I found that one becomes a different person when wearing a mask. One is no longer constrained by the rigid views of one's upbringing and may instead adopt the persona of the mask, or else dispense with all such coercion and see the world as a god looking down from a passing cloud. Just so a gladiator, in donning the anonymity of the helmet, ceases to be the condemned criminal or the ruined wretch who sold himself to the ludus, and becomes instead the splendid and fearless warrior he must be out on the sand. Without my accustomed cosmopolitan, not to say cynical, poses, I could see these revelers and these performers as the very characters from pastoral poetry they pretended to be.
Hypatia, the hard-mouthed professional woman, became an exotic, flower-haired creature, her hands on the olive-wood cup like lilies made animate. I had always thought pastoral verse one of the silliest forms, but I was beginning to understand its attractions.
And I? I was growing rapidly drunk. The setting and the company provided an unwonted abandon, one to which I was not accustomed. At home, I always had to consider the possible political consequences of even my most private indiscretions. In a place like the Palace, I had to be ever mindful of who was behind me, as a matter of self-preservation. But here there was no one behind me. And, in any case, I was no longer Decius Caecilius Metellus the Younger, slightly disreputable scion of a prominent Roman family. I was a character in one of those poems where all the women are named Phyllis and Phoebe and the men are not men but "swains" and they're all named Daphnis or something of the sort.
In short, I let my guard down completely. I realize this sounds like the utmost folly, but a life lived cautiously is a dull one. All the really careful and cautious men I ever knew were drab wretches, while those who eschewed caution had interesting if brief lives.
Before long, I had our serving-girl, or one just like her, seated in my lap, while a faun-boy occupied the same place on Hypatia. They sang and popped grapes into our mouths as general liberties were taken by all. I learned more ways to drink someone's health in Greek than I ever dreamed could exist. Versatile language, Greek.

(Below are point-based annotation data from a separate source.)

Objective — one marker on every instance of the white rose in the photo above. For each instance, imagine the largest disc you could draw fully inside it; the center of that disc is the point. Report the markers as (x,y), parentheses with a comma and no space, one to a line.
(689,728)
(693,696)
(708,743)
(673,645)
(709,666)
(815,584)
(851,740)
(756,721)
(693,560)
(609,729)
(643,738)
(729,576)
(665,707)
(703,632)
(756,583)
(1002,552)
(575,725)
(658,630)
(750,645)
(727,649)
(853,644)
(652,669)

At some point during the night I found myself standing behind Hypatia, my hands on her lissome hips, and someone else's on mine. This might have been alarming, but it turned out that we were all doing the crane dance under the tutelage of the Argive youths and maidens. Like the bird for which it is named, the crane dance is a blend of grace and awkwardness. Hypatia supplied one and I the other. I had never danced before. Roman men never dance unless they belong to one of the dancing priesthoods. It seemed to me that these Greeks had happened upon a good thing.
The moon was very low when the whole reveling crowd poured out of the Daphne and wound its way up the spiral path of the Paneum. Live creatures mixed with the bronze ones along the path, cavorting and disporting themselves in the time-honored fashion of rural worshippers. In the heat of their exertions, many had divested themselves of clothing along with their inhibitions and sense of decorum.

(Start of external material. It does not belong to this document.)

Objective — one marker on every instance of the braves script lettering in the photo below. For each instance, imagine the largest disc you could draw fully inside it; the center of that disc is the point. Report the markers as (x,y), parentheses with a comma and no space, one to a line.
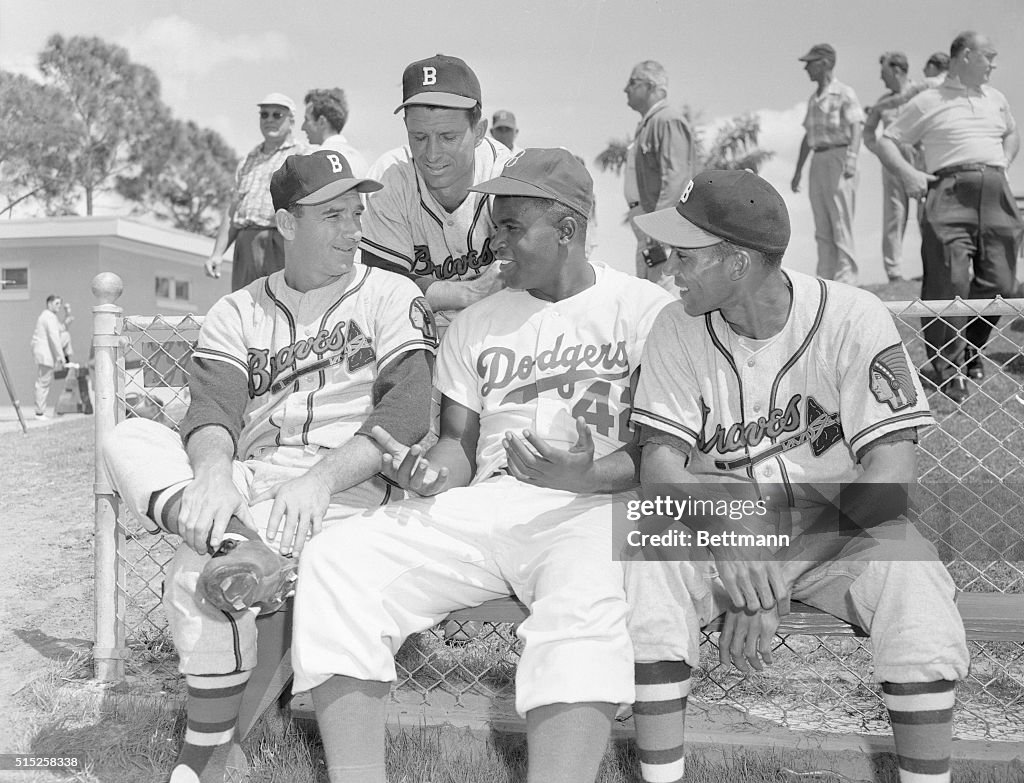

In the sanctuary we all sang traditional hymns to Pan in the Arcadian dialect. The flickering light of the torches played over the bronze god and I thought I saw him smile, a real smile, not the fraudulent grimacing of Baal-Ahriman. The women draped their garlands around his neck and over his outsized phallus, and a few of the masked ladies begged him to help them conceive. If the fervor of the worship were of any help, they would all surely bear twins.